Cerca de 180 policiais militares irão atuar nos eventos carnavelescos da Capital; em paralelo serão realizadas ações de conscientização contra assédio e outras questões
O Carnaval de Campo Grande em 2026 será marcado por uma atuação integrada entre Governo do Estado, prefeitura, forças de segurança pública e instituições de defesa de direitos individuais e coletivos, reforçando o compromisso de garantir uma festa popular, inclusiva e segura para todos. Durante entrevista coletiva realizada no MIS (Museu da Imagem e do Som) na quarta-feira (28), representantes das áreas de cultura e segurança detalharam as ações planejadas.
Entre os principais eixos de trabalho estão o reforço no policiamento, com a prevenção de crimes em geral, combate ao assédio e proteção de públicos vulneráveis, especialmente em eventos de grande concentração de pessoas. Em paralelo ao trabalho ostensivo, o Carnaval deste ano também ganha força no campo das pautas sociais.
Cerca de 180 policiais serão empregados diariamente para atuar especificamente no Carnaval, com apoio do Batalhão de Choque e do policiamento montado, responsável pela segurança no perímetro externo dos eventos.
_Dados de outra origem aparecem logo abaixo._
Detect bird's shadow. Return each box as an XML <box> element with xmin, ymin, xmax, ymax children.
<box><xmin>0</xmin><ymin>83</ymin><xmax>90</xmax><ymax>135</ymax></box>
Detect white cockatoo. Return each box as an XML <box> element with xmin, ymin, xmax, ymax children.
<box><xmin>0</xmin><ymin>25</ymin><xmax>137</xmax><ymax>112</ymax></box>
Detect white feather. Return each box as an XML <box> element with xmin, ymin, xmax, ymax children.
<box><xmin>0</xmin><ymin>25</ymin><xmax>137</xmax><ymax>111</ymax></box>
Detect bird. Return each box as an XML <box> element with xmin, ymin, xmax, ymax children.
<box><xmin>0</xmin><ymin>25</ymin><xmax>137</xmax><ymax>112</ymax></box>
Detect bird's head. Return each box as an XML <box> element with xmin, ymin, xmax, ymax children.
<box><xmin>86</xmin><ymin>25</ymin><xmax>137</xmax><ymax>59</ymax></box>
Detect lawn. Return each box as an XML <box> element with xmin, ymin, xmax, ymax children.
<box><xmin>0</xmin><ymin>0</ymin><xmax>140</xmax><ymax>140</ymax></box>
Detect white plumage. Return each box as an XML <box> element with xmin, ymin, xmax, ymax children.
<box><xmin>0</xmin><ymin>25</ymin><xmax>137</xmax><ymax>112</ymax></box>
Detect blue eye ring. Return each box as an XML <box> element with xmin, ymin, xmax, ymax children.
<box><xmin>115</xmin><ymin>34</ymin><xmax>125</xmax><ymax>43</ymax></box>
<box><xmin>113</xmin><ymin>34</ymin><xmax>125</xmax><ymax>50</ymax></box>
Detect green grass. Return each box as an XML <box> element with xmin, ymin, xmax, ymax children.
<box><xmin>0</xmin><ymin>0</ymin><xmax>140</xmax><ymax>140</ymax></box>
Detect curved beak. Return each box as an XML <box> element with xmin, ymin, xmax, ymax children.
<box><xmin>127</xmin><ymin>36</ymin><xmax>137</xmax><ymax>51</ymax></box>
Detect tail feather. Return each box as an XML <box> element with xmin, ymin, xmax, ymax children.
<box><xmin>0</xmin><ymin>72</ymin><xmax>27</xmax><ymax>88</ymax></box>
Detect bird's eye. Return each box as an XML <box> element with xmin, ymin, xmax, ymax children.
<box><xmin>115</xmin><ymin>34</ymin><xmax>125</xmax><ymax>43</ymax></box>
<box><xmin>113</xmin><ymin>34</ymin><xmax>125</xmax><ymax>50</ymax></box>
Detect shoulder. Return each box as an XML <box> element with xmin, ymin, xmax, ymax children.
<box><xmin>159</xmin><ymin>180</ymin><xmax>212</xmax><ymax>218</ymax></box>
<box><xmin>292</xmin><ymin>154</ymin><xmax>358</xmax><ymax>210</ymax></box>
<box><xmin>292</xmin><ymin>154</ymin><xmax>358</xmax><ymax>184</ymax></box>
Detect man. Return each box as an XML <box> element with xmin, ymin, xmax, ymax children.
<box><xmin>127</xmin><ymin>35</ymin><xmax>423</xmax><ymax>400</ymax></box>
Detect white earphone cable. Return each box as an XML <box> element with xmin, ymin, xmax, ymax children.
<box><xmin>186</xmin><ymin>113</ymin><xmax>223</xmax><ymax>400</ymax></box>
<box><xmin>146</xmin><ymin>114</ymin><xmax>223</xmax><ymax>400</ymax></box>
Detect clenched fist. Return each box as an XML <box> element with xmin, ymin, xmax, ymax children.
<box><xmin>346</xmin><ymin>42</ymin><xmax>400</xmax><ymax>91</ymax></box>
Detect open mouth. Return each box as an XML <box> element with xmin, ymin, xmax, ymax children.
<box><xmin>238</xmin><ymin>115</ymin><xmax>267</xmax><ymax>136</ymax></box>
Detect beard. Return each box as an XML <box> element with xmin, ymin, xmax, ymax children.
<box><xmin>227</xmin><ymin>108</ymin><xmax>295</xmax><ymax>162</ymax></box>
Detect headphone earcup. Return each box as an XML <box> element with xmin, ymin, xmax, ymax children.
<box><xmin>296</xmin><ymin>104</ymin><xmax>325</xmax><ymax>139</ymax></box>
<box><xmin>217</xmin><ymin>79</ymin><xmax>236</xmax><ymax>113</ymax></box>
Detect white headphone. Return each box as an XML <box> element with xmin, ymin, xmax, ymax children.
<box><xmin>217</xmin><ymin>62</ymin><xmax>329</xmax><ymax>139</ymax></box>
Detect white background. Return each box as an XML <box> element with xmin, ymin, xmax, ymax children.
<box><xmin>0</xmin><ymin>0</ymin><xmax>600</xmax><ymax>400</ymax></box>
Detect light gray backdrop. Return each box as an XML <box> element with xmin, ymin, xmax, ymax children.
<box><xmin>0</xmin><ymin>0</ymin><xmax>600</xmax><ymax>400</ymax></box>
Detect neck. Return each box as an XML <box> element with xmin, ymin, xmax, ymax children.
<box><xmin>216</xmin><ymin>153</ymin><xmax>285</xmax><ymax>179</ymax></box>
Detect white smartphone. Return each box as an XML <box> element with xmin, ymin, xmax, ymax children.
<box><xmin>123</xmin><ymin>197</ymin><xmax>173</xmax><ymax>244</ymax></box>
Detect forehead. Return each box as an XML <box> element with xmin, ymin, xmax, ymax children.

A estratégia inclui o fechamento de acessos, revistas preventivas e a proibição da entrada de objetos cortantes, modelo já adotado em anos anteriores e que apresentou resultados positivos na redução de ocorrências.
Já os coletivos de blocos independentes e entidades organizadoras reforçam a importância de um ambiente respeitoso, com ações de conscientização contra o assédio e a violência, especialmente direcionadas a mulheres e grupos em situação de vulnerabilidade. A proposta é transformar a folia em um espaço de liberdade, mas também de responsabilidade coletiva.
"Tivemos diversas reuniões nesse mês de janeiro com o Estado e o município para que a gente alinhasse, e também com as escolas de samba e os blocos. Estamos em momento de planejamento, mas já definimos que cerca de 180 policiais militares atuarão em todas as noites", frisa o comandando do Policiamento Metropolitano da PM, coronel Emerson de Almeida Vicente.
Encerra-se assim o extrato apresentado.